On 29th August, CNN reported that special police officers of the finance ministry had been sent to the region surrounding Amatrice to monitor reconstruction. But Dr Sergi thinks it’s too early to tell if they will be able to stop criminal organisations from getting involved. “It depends on what they’re looking for. I think there’s a misunderstanding about how mafia infiltration works,” she says. “People believe that at some point you will see someone coming with a bag of cash offering you something, but that’s not quite right. These things happen because there are already relationships in place and networks already working in a certain manner. Most likely [tackling corruption will mean] checking transactions in a very, very deep way. It’s not just about asking the person in front of you, ‘Who did this money come from?’ – it’s about asking the person before him, and before him.”

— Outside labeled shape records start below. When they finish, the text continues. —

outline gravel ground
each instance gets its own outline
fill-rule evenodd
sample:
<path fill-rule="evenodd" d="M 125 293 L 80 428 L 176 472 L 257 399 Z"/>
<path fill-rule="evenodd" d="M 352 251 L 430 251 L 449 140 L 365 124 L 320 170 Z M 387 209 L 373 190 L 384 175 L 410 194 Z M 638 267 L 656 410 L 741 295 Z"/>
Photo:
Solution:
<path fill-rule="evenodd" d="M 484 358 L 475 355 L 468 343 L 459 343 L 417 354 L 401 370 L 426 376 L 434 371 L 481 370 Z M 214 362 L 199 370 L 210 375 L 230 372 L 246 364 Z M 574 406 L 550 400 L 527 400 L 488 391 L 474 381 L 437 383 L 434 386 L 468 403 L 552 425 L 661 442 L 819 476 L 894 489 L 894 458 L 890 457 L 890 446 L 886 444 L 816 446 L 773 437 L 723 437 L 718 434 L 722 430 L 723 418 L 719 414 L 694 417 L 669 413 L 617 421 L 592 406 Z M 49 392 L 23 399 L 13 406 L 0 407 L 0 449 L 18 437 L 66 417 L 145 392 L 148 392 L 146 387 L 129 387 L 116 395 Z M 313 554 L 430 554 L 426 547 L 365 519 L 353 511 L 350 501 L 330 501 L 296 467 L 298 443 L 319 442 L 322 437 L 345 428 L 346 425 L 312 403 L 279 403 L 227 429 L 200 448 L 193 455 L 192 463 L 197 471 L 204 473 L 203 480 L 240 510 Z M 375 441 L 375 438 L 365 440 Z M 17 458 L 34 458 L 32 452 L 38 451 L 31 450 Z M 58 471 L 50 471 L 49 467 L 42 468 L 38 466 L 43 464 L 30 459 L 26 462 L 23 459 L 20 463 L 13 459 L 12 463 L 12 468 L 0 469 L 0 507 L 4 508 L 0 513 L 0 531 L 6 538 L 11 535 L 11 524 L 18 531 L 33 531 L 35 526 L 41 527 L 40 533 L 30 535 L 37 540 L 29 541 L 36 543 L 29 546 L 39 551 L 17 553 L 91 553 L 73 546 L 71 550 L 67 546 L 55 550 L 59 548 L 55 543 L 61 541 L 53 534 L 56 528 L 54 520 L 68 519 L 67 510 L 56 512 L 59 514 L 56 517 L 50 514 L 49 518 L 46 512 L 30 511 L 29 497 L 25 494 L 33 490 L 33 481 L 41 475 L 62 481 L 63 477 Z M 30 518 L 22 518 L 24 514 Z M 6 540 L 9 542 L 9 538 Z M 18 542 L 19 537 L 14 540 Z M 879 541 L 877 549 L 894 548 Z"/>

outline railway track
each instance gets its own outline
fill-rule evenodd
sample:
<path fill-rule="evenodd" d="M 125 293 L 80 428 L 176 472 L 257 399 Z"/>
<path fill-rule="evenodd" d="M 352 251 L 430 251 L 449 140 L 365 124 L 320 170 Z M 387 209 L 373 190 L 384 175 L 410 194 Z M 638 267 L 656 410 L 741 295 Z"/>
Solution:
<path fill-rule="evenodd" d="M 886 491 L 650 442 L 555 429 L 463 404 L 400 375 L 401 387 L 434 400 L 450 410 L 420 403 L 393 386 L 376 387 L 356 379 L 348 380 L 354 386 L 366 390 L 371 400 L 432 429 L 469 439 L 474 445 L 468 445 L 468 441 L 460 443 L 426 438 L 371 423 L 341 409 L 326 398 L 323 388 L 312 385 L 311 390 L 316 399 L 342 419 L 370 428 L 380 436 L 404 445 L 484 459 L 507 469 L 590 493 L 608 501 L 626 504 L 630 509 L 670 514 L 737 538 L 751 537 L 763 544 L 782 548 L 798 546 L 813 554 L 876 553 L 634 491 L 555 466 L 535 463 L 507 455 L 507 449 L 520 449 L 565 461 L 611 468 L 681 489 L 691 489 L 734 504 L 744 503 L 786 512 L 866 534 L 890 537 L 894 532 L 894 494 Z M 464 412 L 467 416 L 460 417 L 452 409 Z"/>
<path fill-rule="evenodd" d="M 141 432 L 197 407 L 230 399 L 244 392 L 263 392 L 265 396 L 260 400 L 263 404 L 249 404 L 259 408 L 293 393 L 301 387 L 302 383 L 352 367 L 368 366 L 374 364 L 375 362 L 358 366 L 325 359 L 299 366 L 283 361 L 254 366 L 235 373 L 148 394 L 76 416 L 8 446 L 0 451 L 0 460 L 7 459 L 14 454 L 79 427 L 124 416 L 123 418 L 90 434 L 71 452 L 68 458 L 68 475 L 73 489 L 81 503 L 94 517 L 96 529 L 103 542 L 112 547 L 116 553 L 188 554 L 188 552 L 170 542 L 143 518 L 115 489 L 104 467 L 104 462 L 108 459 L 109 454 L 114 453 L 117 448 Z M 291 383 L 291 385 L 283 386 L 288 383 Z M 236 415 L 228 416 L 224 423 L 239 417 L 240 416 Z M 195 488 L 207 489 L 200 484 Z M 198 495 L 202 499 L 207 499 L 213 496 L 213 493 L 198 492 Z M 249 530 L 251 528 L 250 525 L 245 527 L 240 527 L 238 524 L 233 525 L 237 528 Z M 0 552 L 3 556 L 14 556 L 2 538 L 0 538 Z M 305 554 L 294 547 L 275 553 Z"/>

What’s important to bear in mind, Dr Sergi adds, is that organised-crime involvement is not just a matter of the mafia versus the rest. “These things are usually done with the blessing of politicians and businesspeople. This is something that the state needs to acknowledge through imposing anti-corrupt practices,” she says. “An anti-corruption system starts with the acknowledgment that there is a grey area where everyone benefits from this, not just mafia people. It can also be local politicians who advance their careers out of these relationships.”

Dr Sergi concedes that Roberti’s declaration is a step forward. “It’s a statement which others before him didn’t quite make,” she says. But she adds that awareness of the potential for mafia infiltration will need to be greater than ever. “There have been other earthquakes since Amatrice was destroyed”, she says. “We all need to remain vigilant.”